De lo anterior se puede inferir que Amira fue aprehendida con su hijo el primero de junio, que el día dos fue transportada hasta Matuyita, una vez allí observó cuando su hijo fue bajado con un grupo de militares y vestido como ellos, que ese mismo día fue regresada a San Cristóbal donde fue encerrada en el colegio por dos días, esto es el día dos y tres y que el día cuatro nuevamente fue transportada en el camión y liberada en horas de la noche. […] 4º- De los registros realizados.- Todos los militares pertenecientes a la patrulla de infantería de marina que realizaba operaciones en el sector al mando del entonces Tte.
Rodríguez, afirman al unísono, que efectuaron registros en el camino de personal civil y en la plaza de los pueblos de San Cristóbal y Paraíso, lo refieren CARLOS ENRIQUE CASTRO y ROGER GILBERTO ARGEL BRAVO aunque así no lo acepta en su indagatoria éste último. También de ello dio cuenta el hoy Coronel RODRIGUEZ en su diligencia de declaración, actuación ésta efectuada al respecto por la señora AMIRA quien indicó que antes de llegar al colegio de Paraíso los uniformados que la llevaban consigo, efectuaron registro de todos los que hallaron en la plaza de San Cristóbal, pero aduciendo ésta que los militares estuvieron acompañados para tal efecto por encapuchados quienes también vestían prendas militares y quienes eran los encargados de identificar a los presuntos guerrilleros dentro de la población. […] 5º- Del lugar en que pasaron la noche el 1º de junio de 1992 Ha dicho AMIRA VASQUEZ que en esa fecha pernoctaron en el colegio de Paraíso, así también lo admitieron los uniformados en sus declaraciones, aunque ya lo olvidaron (lo que puede ser válido atendiendo al tiempo trascurrido) y no lo ratificaron en su injuriada a excepción del cabo GUTIERREZ quien no desmiente lo dicho en su primera versión, también así lo acepta el entonces Tte.
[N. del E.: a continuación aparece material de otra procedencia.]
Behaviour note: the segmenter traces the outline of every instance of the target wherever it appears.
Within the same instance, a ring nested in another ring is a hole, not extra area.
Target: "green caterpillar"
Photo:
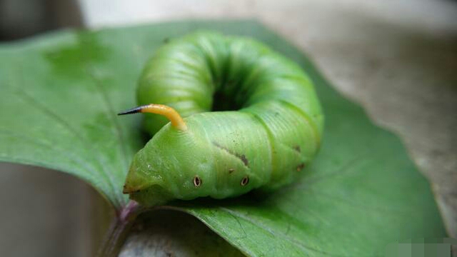
[[[165,44],[146,65],[137,96],[142,106],[119,114],[162,115],[145,117],[154,136],[124,188],[144,206],[274,189],[319,147],[323,116],[313,83],[247,38],[199,32]]]

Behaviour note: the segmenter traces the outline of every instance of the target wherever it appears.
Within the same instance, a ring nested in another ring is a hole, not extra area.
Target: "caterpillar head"
[[[172,112],[169,107],[165,109]],[[125,113],[133,112],[129,110]],[[175,111],[171,115],[176,114]],[[196,143],[195,133],[179,118],[180,121],[170,119],[171,124],[156,133],[135,155],[131,164],[124,193],[144,206],[163,204],[174,198],[196,198],[209,186],[203,183],[204,176],[198,173],[208,163],[209,154],[202,154],[208,150]]]

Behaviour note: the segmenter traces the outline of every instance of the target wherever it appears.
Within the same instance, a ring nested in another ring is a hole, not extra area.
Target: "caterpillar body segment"
[[[323,116],[309,78],[251,39],[200,32],[172,41],[146,64],[137,96],[174,109],[186,128],[145,117],[154,136],[124,186],[145,206],[276,188],[301,173],[321,142]]]

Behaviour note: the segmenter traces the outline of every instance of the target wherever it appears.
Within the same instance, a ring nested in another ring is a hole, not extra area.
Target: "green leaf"
[[[316,84],[326,128],[317,158],[296,183],[173,208],[250,256],[383,256],[389,243],[446,236],[429,184],[398,138],[254,21],[62,31],[1,46],[0,160],[73,173],[121,208],[129,163],[145,138],[141,117],[115,114],[136,105],[136,80],[157,46],[199,29],[253,36],[302,65]]]

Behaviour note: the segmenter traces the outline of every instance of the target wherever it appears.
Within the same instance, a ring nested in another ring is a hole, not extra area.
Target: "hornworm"
[[[161,114],[145,117],[154,136],[124,188],[144,206],[275,189],[320,145],[323,116],[309,77],[248,38],[198,32],[169,41],[146,64],[137,98],[139,107],[119,114]]]

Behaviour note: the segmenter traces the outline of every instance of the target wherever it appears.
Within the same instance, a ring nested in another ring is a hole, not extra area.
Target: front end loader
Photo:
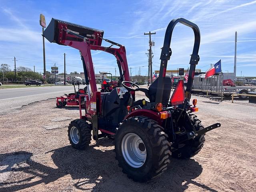
[[[180,80],[171,96],[171,79],[166,76],[166,70],[172,54],[172,32],[178,23],[192,28],[194,43],[186,91],[183,80]],[[95,140],[106,137],[114,139],[116,159],[123,172],[136,181],[150,181],[166,170],[171,158],[185,159],[197,154],[204,145],[205,133],[220,126],[217,123],[204,128],[192,113],[198,110],[196,99],[193,100],[193,105],[190,102],[196,66],[199,60],[199,29],[184,18],[170,22],[160,56],[159,77],[148,88],[130,81],[124,47],[105,40],[103,33],[102,30],[52,19],[43,34],[50,42],[70,46],[81,53],[88,92],[79,108],[80,118],[68,126],[69,139],[74,148],[81,150],[90,145],[92,133]],[[102,40],[111,45],[102,47]],[[119,48],[112,48],[114,45]],[[107,50],[116,56],[121,67],[117,87],[110,92],[97,90],[91,50]],[[136,100],[136,91],[144,93],[146,98]]]

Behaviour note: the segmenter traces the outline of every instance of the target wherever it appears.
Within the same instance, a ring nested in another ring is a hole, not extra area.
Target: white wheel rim
[[[79,131],[77,128],[75,126],[73,126],[70,129],[69,133],[70,137],[70,139],[74,144],[77,144],[79,142]]]
[[[141,167],[146,161],[147,152],[145,144],[138,135],[127,134],[123,138],[121,150],[125,161],[134,168]]]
Rodríguez pero haciendo la salvedad que no toda la patrulla allí lo hizo, como también que no permanecieron más de doce horas y señalando en su indagatoria el Cabo Castillo que lo hizo un equipo diferente al suyo. Pero es que además la profesora CARMEN NIVIA RODRIGUEZ, relató que los soldados cuando utilizaban el Colegio le pedían prestadas las llaves y en esta oportunidad, por el contrario, halló el candado forzado.
Por su parte el citado CARLOS ORTEGA ARRIETA también dio cuenta de la presencia de los uniformados en el citado establecimiento educativo, la noche del primero de junio de 1992. […] 6º.- De la visita al colegio de San Cristóbal UBERLAO ARRIETA, dio cuenta que en efecto en el colegio de San Cristóbal, se encontraba la patrulla de infantería de marina que se movilizó en un camión y que allí se encontraba parqueado dicho automotor.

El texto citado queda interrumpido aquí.